There is a boy hunched over and crawling down the side of a mountain; he has an urgent message for his friends on the beach. It's dark and he sees only the shadows of his friends looming around the fire. When he finally stumbles onto the sand his friends circle him, but not to greet him. Someone throws a spear and he writhes in pain. "The beast!" he exclaims, but no one is listening. They keep attacking until his cries are no longer heard. This situation may be very entertaining when being read in a book like Golding's Lord of the Flies, but what if it were real? Lord of the Flies actually represents many things that really do happen, and many things that happened in The Guyana Tragedy.
In the book, the strong-willed co-leader is Jack Merridew. Jack leads his hunting team with good intentions of providing for the tribe.
Jim Jones of The Guyana Tragedy also originally had good intentions. Jim started out wanting to share Christianity with everyone equally. Although Jack and Jim began with good intentions, they soon started to gain some troubling characteristics. Jack becomes power hungry and is engrossed with hunting and killing the pigs on the island. Jim began to get power hungry as well. It seemed as if Jim no longer cared about the good of his people after being kicked out of the first Methodist church he led in Indiana. Although Jack has a distaste for authority and Jim loves it, both characters love twisting the rules to benefit themselves.
There is a very strong and distinct turning point in each story as well. The turning point for Jack in Lord of the Flies was the slaying of the pig. After this, Jack no longer possesses any civil characteristics. He loves the power of being able to take something's life even more than before. He becomes very insistent on loyalty. Jim seemed to change after visiting Father Divine. Jim took a group of young followers with him to see Father Divine. Not only did he return with Father Divine's worship songs, but also with his idea for the church. It was only after his meeting with Father divine that Jim began to insist that his followers be devoted to him as Jack did in Golding's book.

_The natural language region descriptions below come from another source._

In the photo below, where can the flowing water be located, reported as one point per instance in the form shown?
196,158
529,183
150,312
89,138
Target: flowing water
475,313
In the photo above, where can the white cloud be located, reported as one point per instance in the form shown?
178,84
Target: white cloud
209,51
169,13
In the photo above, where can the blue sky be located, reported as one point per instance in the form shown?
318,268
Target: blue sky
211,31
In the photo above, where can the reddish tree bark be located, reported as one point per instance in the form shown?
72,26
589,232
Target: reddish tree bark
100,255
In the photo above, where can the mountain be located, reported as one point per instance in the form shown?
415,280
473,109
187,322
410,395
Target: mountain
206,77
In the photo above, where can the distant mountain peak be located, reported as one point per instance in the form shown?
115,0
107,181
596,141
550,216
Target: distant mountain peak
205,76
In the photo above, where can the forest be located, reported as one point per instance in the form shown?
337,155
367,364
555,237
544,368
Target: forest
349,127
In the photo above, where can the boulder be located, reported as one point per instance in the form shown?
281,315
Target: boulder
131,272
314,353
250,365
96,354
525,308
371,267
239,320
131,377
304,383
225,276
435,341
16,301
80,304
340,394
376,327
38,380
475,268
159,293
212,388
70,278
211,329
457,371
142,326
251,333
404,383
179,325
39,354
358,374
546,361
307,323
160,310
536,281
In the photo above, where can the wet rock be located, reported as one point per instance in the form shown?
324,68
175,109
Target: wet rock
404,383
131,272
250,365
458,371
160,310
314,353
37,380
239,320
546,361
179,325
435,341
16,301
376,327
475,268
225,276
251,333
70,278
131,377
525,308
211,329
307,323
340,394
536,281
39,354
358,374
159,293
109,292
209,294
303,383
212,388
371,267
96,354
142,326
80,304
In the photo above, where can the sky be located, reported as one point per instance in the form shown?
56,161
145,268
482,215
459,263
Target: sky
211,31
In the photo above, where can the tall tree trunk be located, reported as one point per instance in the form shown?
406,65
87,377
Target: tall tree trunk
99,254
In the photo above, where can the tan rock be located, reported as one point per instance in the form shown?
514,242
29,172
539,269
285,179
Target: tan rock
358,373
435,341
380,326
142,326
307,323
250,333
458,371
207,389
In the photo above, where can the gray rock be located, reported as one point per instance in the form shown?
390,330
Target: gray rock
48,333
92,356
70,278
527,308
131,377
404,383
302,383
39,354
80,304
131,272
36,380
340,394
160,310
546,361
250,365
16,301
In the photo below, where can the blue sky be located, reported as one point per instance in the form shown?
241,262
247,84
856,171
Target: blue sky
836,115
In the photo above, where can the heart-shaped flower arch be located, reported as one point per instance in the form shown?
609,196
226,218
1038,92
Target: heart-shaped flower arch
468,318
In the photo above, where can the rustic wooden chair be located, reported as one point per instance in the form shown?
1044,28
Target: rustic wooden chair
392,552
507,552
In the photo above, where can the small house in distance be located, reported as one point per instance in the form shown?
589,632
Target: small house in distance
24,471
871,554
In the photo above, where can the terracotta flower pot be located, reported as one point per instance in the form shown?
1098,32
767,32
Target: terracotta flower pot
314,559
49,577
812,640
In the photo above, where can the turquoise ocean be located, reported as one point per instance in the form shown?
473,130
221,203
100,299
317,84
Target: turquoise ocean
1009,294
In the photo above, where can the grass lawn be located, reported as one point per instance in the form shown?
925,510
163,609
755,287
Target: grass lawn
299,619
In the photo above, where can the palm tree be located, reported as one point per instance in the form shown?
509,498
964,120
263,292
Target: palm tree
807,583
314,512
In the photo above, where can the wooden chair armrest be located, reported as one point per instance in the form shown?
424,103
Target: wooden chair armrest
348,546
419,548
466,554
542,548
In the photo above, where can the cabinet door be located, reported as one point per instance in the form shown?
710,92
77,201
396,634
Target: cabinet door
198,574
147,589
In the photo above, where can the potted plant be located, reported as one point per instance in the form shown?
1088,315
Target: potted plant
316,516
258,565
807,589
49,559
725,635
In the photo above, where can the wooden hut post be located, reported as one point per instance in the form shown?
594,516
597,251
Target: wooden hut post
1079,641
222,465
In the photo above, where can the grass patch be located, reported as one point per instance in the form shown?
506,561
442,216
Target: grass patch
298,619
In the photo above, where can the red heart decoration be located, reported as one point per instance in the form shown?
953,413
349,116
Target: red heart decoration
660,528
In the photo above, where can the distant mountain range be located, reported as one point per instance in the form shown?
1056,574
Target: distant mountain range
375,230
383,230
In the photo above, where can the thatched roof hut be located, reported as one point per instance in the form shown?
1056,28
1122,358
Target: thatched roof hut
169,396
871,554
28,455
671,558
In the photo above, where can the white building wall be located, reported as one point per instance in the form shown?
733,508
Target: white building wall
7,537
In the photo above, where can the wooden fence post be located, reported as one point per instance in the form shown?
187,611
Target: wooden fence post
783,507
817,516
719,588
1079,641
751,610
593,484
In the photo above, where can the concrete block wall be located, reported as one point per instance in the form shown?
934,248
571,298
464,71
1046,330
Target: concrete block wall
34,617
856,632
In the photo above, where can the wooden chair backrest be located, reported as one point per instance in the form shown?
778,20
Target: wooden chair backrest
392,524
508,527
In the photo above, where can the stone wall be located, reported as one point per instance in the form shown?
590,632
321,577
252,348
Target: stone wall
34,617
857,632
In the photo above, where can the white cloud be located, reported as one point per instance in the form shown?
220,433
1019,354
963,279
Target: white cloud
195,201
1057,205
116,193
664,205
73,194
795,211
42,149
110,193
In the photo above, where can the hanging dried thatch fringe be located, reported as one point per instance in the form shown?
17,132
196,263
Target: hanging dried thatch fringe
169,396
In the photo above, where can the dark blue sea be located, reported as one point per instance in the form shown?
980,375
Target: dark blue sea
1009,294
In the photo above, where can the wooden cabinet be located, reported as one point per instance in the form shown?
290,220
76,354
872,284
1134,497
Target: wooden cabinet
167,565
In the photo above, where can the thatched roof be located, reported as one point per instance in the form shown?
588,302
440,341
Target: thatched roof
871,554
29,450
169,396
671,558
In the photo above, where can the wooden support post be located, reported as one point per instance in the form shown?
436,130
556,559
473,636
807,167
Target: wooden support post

After this turning point, Jack becomes even more brutal than before. Anyone who threatens his authority or power is to be hunted down and killed. He uses scare tactics to scare his followers into fidelity. Jack's group makes two relocations during the book: one to Castle Rock, and one to the pig's head. Jim also relocated to Jonestown and he began to terrorize his followers with threats of death if they were disloyal. He enlisted a group of interrogators that would hunt down members of his church that left. The interrogators would torture these people and if they could not be convinced to come back to the church, they would often be killed. Jim eventually scared his followers into enough loyalty that they killed themselves by drinking cyanide laced kool-aid after he instructed them to do so.
Both Jim and Jack were powerful leaders. Even though they both started off with good intentions, the evil within began to take over when put in a situation where it could be cultivated. The similarities between the two leaders and their stories are examples of how frighteningly accurate William Golding's representations of the world in the Lord of the Flies really are.